Documentation Request: Model Parallelism Tutorial

sumneuron · November 16, 2017, 4:08pm

Note: I have been to and read

which are the two tutorials about model parallelism.

They link to this git repo:

github.com/apache/incubator-mxnet/tree/master/example/image-classification

which has some files allowing run to train on cifar10 and mnist datasets using a lot of nifty arguments.

However, this code is written in a very esoteric way (from the perspective of someone new to MXNet).

So my question is or topic is basically a tutorial for using multiple gpus.
Something simple like initializing a simple network with gluon and then training it on multiple gpus.

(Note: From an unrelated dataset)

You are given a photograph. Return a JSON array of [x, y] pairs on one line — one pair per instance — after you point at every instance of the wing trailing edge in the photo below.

Also explaining what is and how to use

module = mx.module.Module(context=[mx.gpu(0), mx.gpu(2)], ...)

would be nice as the current isolated documentation does not make it very clear (again, from the point of a newcomer, perhaps it makes more sense for those who are more experienced with MXNet).

I appreciate your assistance and clarification in advance.

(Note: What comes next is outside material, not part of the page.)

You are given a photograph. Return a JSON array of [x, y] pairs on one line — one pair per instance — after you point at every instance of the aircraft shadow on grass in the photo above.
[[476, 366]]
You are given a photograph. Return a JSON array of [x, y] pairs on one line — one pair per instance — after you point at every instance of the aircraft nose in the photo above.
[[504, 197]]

eric-haibin-lin · November 16, 2017, 10:05pm

Hi,

There’re some well written tutorials for multi-GPU training here: http://gluon.mxnet.io/chapter07_distributed-learning/multiple-gpus-scratch.html
Maybe you want to also read the first few chapters to get the basics of the Gluon API.

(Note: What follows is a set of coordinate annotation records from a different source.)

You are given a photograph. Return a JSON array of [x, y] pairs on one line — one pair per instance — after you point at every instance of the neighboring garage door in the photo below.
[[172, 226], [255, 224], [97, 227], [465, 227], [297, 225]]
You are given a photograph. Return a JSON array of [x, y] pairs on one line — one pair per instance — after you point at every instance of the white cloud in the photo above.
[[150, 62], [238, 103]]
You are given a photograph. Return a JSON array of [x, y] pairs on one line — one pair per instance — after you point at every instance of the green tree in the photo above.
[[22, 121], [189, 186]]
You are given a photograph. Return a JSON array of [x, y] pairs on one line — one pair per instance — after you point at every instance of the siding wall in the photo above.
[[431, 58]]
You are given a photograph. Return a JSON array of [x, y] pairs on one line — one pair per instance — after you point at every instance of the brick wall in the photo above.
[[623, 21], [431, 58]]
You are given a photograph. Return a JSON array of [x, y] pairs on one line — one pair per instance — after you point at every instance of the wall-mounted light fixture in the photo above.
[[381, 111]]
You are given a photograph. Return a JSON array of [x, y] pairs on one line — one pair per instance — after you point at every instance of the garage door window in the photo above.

Jerry · November 17, 2017, 3:25am

I think having documentation reduce the friction for experienced user. Reading docs is usually faster than reading a tutorial.

sumneuron · November 17, 2017, 10:13am

It is always a trade off. Great documentation will be faster for those who are familiar with the library and api as reference. However, for those starting to learn the library (which is currently in transition from symbol to gluon), the current documentation is not yet accessible. So both are needed. Perhaps the best example of a well documented language is Mathematica which has extensive documentation with a variety of depths as well as examples.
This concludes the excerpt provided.